Dragged by weaker CPO price. YoY, despite FFB output rising 24% to 402k MT, CNP halved to RM25.5m owing to a 18% decline in CPO price to RM2,299/MT in 1H18. In addition, effective tax rate was significantly higher at 41% (from 21%) due to under-provision in respect of prior year’s deferred income tax and higher non-deductible expenses. QoQ, 2Q18 CNP recovered 167% on FFB production pickup of 22%, while CPO inched down by a mere 1%, resulting in EBIT margin expansion of 6.3ppt to 17.5%. The margin improvement stemmed from lower depreciation expenses (-15%) and higher operating income (+39%). However, this was partially offset by a spike in the effective tax rate to 51% (from 34%) due to reasons above.

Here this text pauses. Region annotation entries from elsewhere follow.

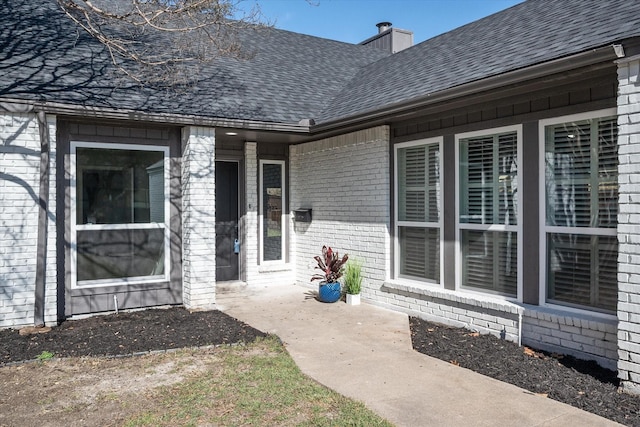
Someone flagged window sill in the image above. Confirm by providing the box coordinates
[382,280,525,315]
[258,264,293,273]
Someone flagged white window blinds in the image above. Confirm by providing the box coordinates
[396,143,441,283]
[544,117,618,311]
[459,132,518,297]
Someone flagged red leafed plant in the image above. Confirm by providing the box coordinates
[311,246,349,283]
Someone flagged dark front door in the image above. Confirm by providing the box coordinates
[216,161,240,282]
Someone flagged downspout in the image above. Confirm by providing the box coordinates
[34,111,51,327]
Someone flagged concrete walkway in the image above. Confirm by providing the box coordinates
[217,285,619,427]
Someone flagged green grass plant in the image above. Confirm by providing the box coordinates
[125,337,391,427]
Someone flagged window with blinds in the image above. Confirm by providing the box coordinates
[544,117,618,311]
[396,142,441,283]
[458,131,518,297]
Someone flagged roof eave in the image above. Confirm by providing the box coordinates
[0,98,309,133]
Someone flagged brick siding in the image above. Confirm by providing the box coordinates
[290,126,391,300]
[618,56,640,393]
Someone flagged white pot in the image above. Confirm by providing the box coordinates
[347,294,360,305]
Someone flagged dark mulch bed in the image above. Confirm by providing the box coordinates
[0,307,266,365]
[410,317,640,426]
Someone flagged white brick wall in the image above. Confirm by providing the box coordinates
[289,126,390,300]
[0,113,57,328]
[522,306,618,370]
[618,56,640,393]
[375,281,524,343]
[182,126,216,309]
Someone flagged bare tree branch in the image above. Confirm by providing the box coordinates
[57,0,268,85]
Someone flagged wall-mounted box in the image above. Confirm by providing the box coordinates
[293,209,311,222]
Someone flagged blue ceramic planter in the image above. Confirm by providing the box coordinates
[318,282,342,302]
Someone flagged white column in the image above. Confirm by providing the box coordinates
[182,126,216,309]
[242,142,258,284]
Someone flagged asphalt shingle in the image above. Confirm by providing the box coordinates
[318,0,640,122]
[0,0,640,127]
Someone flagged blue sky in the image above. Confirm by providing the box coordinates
[244,0,522,43]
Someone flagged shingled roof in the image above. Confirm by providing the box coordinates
[317,0,640,122]
[0,0,389,124]
[0,0,640,129]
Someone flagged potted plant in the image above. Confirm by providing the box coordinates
[311,246,349,302]
[344,260,362,305]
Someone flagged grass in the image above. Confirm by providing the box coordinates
[125,337,391,427]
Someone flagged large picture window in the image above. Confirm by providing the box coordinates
[260,160,286,262]
[395,140,441,283]
[541,112,618,311]
[458,128,521,297]
[71,142,169,287]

Yields to rebound. Management noted that production yields should continue rebounding in 2H18 as the impact of El Nino in Sabah has waned. We agree and note that TSH production tends to peak in 4Q at a five-year average of 30% of full-year production. Accordingly, 4Q earnings contributed to 32% of full-year earnings, based on historical average. We maintain our above-average FY18E FFB growth assumption of 11% (vs. sector average of 5%), underpinned by maturing area in its Indonesian oil palm plantation (c.8% of planted area). Our CPO price assumption of RM2,400/MT remains valid.
Maintain FY18-19E CNP at RM65.3-82.4m as results are in line with our expectations.
Maintain UNDERPERFORM with unchanged TP of RM1.10 based on Fwd. PER of 20.8x applied to average FY18-19E EPS of 5.3 sen. Our Fwd. PER of 20.8x reflects +0.5SD valuation basis, in line with planters with above-average FFB growth expectations. However, with no foreseeable catalyst in sight while TSH currently trades at lofty average FY18-19E PER of 23.7x (+1.6SD), we maintain our UNDERPERFORM call on TSH.
Risks to our call include higher-than-expected CPO prices, better- than-expected production growth, and lower-than-expected cost of production.